1. There are few 100% original recipes. Credit goes to other blogs, cookbooks, magazines, mother-in-laws, restaurants, friends, etc. There's no shame in it so we should all give it away, give it away, give it away now. Sometimes I cook a recipe exactly to the quarter teaspoon. Sometimes I take one part of a recipe and incorporate it into something else. This recipe, for example, was from something I saw on the BBC site and went from there. Mine is similar, but different and I give credit because I remember where I got the idea.

 2. Food blogging is kind of like high school where gaggles of bloggers form cliques and crush on each other in posts and comments and pin boards. Sometimes I think we're all just talking to ourselves and I guess that's OK, even great, but let's have a real conversation. There's too much chirpiness out there. 

3. Beware the sponsored post. Did you really like the cranberry balsamic vinegar that XYZ company sent you or paid you to use? I want to see the level on that bottle in a year.

Finally, what got me stirred up was the controversy over at Food52 regarding a much revered blogger's cookbook , this story on The Splendid Table and this excellent post from the excellent blog, Lottie + Doof.  I think it's a timely discussion. 

Roasted Pepper Crostini

Makes about 20
From Jane Hornby via BBC Good Food

1 1/2 lbs. mixed baby peppers
1 teaspoon fennel seeds
1/2 teaspoon kosher salt
4 large cloves garlic
5 anchovy fillets
4 tablespoons olive oil, divided
1/4 cup balsamic vinegar
Flaky salt
Bufala or other soft mozzarella

Preheat oven to 325º. 

Stem, seed and halve peppers. Put into a large bowl. Chop garlic, anchovies, fennel seeds and salt together until fine. Add to bowl with peppers. Pour olive oil over and toss until well-coated. Put on a rimmed sheet pan skin-side down (I scrape all the garlic mixture out of the bowl and put it inside the peppers. Roast for 1-11/2 hours until soft, remove from oven and turn up heat to 400º. 

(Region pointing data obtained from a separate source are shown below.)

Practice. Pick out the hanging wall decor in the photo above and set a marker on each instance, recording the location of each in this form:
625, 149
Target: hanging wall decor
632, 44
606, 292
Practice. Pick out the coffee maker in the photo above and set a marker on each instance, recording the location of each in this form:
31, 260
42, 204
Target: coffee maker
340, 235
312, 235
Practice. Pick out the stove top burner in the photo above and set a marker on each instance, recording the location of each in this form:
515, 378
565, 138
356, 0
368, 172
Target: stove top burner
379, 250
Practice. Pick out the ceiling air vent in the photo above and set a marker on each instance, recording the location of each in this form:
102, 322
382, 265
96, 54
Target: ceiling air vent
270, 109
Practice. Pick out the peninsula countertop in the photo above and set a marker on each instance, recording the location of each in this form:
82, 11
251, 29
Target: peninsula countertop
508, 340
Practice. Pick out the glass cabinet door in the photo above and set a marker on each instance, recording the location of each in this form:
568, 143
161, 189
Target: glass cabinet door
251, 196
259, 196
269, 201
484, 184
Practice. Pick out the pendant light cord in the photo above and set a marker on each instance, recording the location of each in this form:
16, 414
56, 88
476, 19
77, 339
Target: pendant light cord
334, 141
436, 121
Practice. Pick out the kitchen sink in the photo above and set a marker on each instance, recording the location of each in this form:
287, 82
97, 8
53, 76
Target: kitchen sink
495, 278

While peppers are roasting reduce balsamic vinegar on stove over medium heat until it thickens/reduces by half. Slice baguette and mozzarella. Toast baguette in oven until brown (light or dark), about 4-5 minutes. Remove from oven and rub with a halved clove of garlic, then top with a slice of cheese, a pepper or two (or you can cut them it half for little strips) and finish with a little balsamic and flaky salt.